The political history nerd in me is honestly finding this really fascinating to be witnessing right now. Seeing liberal pundits saying that Biden needs to step down before the convention, reading all of the articles about it, etc. This might be one of those things that gets talked about in Presidential history 50 years from now, how abysmal Joe Biden was as a president and how his own party could no longer deny how unfit he was to remain as president (4 months before the election lmao).
History is a necessary part of education and forgetting any part of our past no matter how dark would have a negative impact.
Like they probably don't need to learn the individual presidents but Leon_Grotsky is right like learning how evil what came before was would be a good thing.

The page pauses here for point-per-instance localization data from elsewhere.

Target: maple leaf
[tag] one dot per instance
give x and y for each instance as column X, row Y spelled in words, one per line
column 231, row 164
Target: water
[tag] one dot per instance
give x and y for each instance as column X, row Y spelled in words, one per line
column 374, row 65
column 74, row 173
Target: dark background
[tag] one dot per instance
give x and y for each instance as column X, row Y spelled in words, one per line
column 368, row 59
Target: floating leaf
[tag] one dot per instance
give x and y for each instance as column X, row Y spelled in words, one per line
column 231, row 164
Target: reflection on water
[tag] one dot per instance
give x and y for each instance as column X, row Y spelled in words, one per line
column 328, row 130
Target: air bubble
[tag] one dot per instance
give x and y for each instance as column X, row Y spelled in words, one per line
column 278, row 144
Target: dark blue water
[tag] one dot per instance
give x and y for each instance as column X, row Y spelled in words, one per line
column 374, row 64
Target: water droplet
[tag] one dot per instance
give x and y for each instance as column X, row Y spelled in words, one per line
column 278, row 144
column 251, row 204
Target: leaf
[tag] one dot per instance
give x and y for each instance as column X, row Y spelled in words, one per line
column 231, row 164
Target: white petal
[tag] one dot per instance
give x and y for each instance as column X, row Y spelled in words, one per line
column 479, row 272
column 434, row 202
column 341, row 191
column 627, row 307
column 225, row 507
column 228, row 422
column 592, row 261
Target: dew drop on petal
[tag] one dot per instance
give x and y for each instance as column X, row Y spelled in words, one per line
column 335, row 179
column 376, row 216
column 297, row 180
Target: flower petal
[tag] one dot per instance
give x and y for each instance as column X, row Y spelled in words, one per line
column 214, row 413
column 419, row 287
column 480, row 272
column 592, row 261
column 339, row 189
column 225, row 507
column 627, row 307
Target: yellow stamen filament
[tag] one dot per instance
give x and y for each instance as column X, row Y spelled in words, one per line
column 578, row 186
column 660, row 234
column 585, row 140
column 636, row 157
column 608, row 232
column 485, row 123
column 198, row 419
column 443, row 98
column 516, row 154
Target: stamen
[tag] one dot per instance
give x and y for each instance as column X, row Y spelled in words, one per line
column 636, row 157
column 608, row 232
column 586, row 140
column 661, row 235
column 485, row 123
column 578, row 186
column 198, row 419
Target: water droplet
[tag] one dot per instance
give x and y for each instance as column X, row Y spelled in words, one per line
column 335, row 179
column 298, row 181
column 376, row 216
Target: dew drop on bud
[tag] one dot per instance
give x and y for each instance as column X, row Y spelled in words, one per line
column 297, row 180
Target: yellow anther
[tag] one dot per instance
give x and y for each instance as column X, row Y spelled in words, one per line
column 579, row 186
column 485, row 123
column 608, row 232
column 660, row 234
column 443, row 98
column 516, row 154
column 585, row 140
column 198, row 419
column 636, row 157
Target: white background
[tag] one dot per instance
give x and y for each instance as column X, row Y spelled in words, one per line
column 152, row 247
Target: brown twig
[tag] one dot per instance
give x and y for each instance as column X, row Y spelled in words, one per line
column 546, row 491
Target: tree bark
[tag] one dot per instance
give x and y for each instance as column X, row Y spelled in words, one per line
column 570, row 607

Do you think "not teaching great man theory" means you stop mentioning individual people in history lmao. Like does not teaching kids great man theory mean we don't teach them who Lenin is either?
Like obviously socialist history education would focus on historical materialism but that doesn't mean that you start hiding the names of the evil men who did the things that came before. They should learn the names, and learn to spit on them.
I agree! But the children should still be taught about the functionaries of the Great Satan.
This is one of the contributing factors of the USSR, after all. They fell for liberal propaganda about how things work, obscuring the realities of how they actually work under capitalism. All those Soviet academics lauding Peristroika and expecting Russia to join as an equal partner in the liberal order found a very different situation in reality.
If we do not displace this propaganda we will fall victim to it. Teach the children about the realities of liberalism. Teach them about the full violence of the wars and the genocides and the disposession and how every president helped out as best they could, manufacturing consent and creating policy on behalf of the ruling class.
The way the system works can be hard to internalize. It is not great man theory but it is also not just structural forces. Structural forces, the ruling class, effect their interests through people who think it is themselves who are in charge, at least most of the time. It is only when they step out of line that they learn how the system really works, and even then they cling to some self-aggrandizing falsehoods. Every ghoul in bourgeois political office can choose to buck this order and either does not (maintaining their position) or does so (losing their position).
Basically... base and superstructure is something that I think is underemphasized when it comes to the political class. Presidents go in superstructure, of course.